When the program started, Congress appropriated $65 million for two years. The funding, which has not been continued, provided $5,000 stipends to help retirees become licensed and incentive grants of up to $50,000 over five years to districts to hire them.

But the money wasn’t the biggest draw for districts, says John R. Gantz, who directs Troops to Teachers for the Defense Activity for Non-Traditional Education Support, or DANTES, agency of the Defense Department in Pensacola, Fla.

“When we asked districts why they were hiring them, the answer loud and clear was because they are very good people,” Mr. Gantz said.

Ms. Feistritzer’s survey, completed over the summer by 1,171 participants in the program, found that 90 percent were male, 29 percent were members of minority groups, and 29 percent were teaching mathematics. One-fourth of the teachers were working in inner-city schools, while another 48 percent were teaching in small towns and rural communities.

Nearly half, or 45 percent, taught at the senior high level, while 35 percent worked in middle or junior high schools and 20 percent taught elementary school.

A review of the records of 1,400 participants employed between 1994 and last year found that 85 percent were still teaching this year.

A 1995 survey conducted by DANTES found administrators rated more than 75 percent of Troops to Teachers recruits as above average or higher. Twenty-two percent said they were “among the best” teachers they had hired.

Teaching Experience

To Bill Perry, a retired middle school principal who is the Troops to Teachers representative for Virginia, their success is no surprise.

“Military personnel, when they’re not fighting wars, they teach each other,” Mr. Perry said. “That’s the kind of people we’re dealing with--45-year-old people who know how to teach 18- or 19-year-olds coming out of high school.”

Mr. Perry and his Troops to Teachers colleagues review applicants’ transcripts, advise them on becoming licensed, and link them with districts. The program has an Internet site, voled.doded.mil/dantes/ttt, that allows candidates to search for job vacancies and talk to on-line “mentors.”

Military test sites around the world now administer teacher-licensing tests, including the PRAXIS test and the California Basic Education Skills Test.
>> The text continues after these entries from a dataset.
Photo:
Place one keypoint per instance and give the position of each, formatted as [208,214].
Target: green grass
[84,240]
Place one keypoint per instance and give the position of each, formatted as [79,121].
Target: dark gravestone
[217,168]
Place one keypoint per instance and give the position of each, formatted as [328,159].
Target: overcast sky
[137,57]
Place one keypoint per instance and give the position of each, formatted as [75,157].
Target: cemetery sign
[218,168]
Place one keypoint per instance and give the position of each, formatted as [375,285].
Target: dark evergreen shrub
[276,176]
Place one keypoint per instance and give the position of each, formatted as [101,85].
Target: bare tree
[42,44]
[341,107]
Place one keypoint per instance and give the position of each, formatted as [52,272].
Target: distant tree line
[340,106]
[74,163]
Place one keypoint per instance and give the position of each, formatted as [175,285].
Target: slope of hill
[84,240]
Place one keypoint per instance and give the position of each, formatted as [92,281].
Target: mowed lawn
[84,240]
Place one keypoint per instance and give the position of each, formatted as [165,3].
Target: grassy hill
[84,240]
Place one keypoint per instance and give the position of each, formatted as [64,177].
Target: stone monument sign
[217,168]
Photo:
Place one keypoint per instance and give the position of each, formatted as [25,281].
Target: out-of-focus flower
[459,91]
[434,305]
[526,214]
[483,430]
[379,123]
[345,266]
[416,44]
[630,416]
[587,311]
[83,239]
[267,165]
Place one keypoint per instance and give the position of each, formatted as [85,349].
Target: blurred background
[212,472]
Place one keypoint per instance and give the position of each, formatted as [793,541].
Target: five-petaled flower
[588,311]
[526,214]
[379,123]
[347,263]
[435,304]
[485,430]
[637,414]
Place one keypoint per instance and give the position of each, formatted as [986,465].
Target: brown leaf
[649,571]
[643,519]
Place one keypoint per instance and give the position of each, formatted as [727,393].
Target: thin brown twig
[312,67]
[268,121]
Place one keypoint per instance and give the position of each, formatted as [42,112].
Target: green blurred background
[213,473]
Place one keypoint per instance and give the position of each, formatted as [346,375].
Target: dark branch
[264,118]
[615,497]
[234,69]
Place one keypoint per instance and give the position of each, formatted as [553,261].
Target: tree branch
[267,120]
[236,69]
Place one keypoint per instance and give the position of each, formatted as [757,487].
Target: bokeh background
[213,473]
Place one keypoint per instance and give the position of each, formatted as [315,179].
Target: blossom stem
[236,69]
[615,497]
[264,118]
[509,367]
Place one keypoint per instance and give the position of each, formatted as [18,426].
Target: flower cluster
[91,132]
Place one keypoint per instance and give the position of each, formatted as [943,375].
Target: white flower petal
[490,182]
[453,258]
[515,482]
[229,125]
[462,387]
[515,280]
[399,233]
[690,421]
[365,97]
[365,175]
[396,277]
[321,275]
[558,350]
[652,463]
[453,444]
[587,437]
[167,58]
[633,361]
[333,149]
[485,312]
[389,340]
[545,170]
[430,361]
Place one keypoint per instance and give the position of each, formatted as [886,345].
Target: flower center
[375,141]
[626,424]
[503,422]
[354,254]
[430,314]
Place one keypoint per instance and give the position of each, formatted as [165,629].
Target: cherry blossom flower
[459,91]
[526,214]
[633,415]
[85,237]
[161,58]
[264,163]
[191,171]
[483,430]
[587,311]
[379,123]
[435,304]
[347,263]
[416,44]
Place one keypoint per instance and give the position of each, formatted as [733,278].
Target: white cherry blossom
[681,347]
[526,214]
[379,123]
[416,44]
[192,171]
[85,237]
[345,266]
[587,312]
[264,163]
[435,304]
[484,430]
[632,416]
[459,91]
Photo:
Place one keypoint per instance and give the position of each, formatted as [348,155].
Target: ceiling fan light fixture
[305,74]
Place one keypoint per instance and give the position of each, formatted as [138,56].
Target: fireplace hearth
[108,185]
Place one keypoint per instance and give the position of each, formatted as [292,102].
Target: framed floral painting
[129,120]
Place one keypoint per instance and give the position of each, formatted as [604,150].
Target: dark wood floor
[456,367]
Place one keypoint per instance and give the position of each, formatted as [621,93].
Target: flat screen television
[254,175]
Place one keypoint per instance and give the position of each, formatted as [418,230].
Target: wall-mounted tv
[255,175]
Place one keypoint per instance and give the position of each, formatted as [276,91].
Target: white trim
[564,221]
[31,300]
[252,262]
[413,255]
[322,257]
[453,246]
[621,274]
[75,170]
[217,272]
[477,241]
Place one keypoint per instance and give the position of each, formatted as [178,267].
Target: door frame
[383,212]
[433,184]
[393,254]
Sam Swofford, the executive director of the California State Commission on Teacher Credentialing, noted that veterans gain life experience that is invaluable in the classroom."There’s a sense of commitment that’s instilled in them, when they come out, that is part of their internal mechanism for the way they live,” he said. “They make wonderful teachers.”

In California, Troops to Teachers was combined with a state-run program launched in 1994 to place laid-off aerospace and defense workers in teaching positions. Over four years, 734 defense workers and 276 military recruits have taken jobs teaching in the state.

In Texas, where schools have hired 467 Troops to Teachers participants, the state education agency may assume the cost of the effort. The funding involved is relatively modest: The Troops to Teachers office has a budget this year of $118,000, according to Meryl Kettler, the coordinator of the Texas Military Initiative.

Officials in other states are discussing moving the recruitment effort to veterans’ affairs departments.

Three-fourths of the veterans in Texas have earned licenses through “alternate route” programs that involve structured internships and university coursework. Nationwide, Ms. Feistritzer’s survey found, half the Troops to Teachers participants had entered teaching that way, while the rest completed traditional college-based programs.

Mr. Ramirez, the McAllen middle school assistant principal, was licensed through a one-year internship program at the University of Texas at El Paso to teach elementary bilingual education and English as a second language. He went on to earn a master’s in educational administration--and to learn a lot about children.

“You end up realizing a lot of things about the baggage kids bring to school,” he said, “and what you can do to help them out.”